Before joining L’Occitane Inc., Braden, a 33-year-old native of Scotland, spent a year at office supply retailer Staples, where he was vice president of strategy. For six years before that, he worked at McKinsey & Co. in various global regions for the management consultancy, eventually heading its retail group from the U.S.

During an interview at a press launch for a new orange-based L’Occitane collection called L’Oranger on Tuesday, Braden outlined U.S. plans for the company, which include expanding its reach to grow L’Occitane’s customer base and profile, store openings and even new retail concepts.

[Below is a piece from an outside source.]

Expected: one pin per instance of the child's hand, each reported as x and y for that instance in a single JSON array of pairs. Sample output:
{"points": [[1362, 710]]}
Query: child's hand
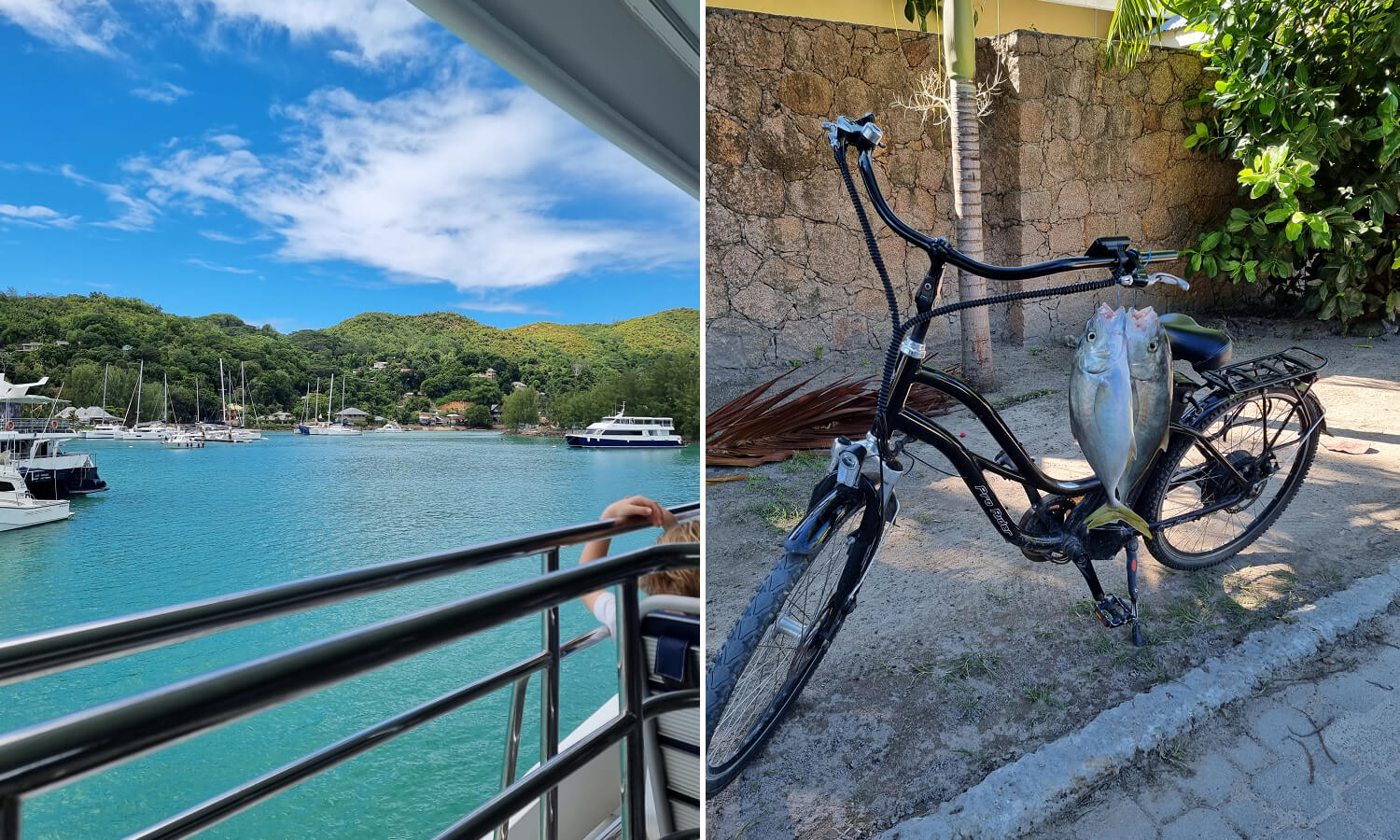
{"points": [[638, 507]]}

“The focus must be on finding ways to get the product out there and trialed,” Braden said of the brand, which encompasses 11 product ranges and 550 stockkeeping units. Just as important as luring new customers through product trials, he noted, is leveraging the brand’s existing customer loyalty. “We have a 95 percent return rate [of] people who shop and come back within a year,” he said, adding — the brand “is at a level now where people know it and where it comes from [but] we’re at that first step.”

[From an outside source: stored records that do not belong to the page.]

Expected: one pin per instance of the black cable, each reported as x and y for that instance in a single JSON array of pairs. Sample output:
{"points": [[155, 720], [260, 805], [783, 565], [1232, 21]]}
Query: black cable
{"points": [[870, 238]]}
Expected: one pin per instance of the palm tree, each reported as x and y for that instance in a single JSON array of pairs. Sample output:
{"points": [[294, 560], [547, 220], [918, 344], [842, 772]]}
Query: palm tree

Taking the next step, he indicated, includes expansion of both company-owned stores and the wholesale business. Braden noted that L’Occitane will operate 108 freestanding stores in the U.S. by yearend and could open as many as 40 more next year. “If I think about where we can be,” he added, referring to opportunities in the U.S. market, “it becomes easy to identify within a state where to go.” He noted that the brand is in more than 300 U.S. wholesale doors.

Braden refused to discuss sales volume, but L’Occitane’s U.S. business reportedly accounts for 40 percent of the worldwide business, which was estimated by sources to be $162.7 million last year. Dollar figures have been converted from the euro at currentexchange and are based on a reported number of 144.8 million euros.“Historically, we’ve been growing at [more than] 50 percent a year,” Braden said of the U.S. business. “Can we continue to do that? Yes, absolutely. The issue is: How do we do it in a controlled way, together, across all channels? We have to be selective, but always provide the customer with an opportunity to use, try and fall in love with the product.” This includes continued development of the brand’s Web and catalog businesses — ideal venues for customers to read about the brand, Braden said.

Expanded reach also means expanded vision within the company’s retail operations. In October, L’Occitane plans to open its first “lifestyle store” in Manhattan’s SoHo district, according to Braden. Blueprints call for a 5,000-square-foot unit at Mercer and Prince Streets to fuse a restaurant, an O & Co. location and a L’Occitane shop. They will all be “interrelated,” said Braden, “a place you can go and pause during the day.” He also spoke of plans to open L’Occitane’s first U.S. spa, pointing out that spa “protocols,” or product ranges, already exist within the full L’Occitane assortment. The company operates spas in Brazil, France and Belgium.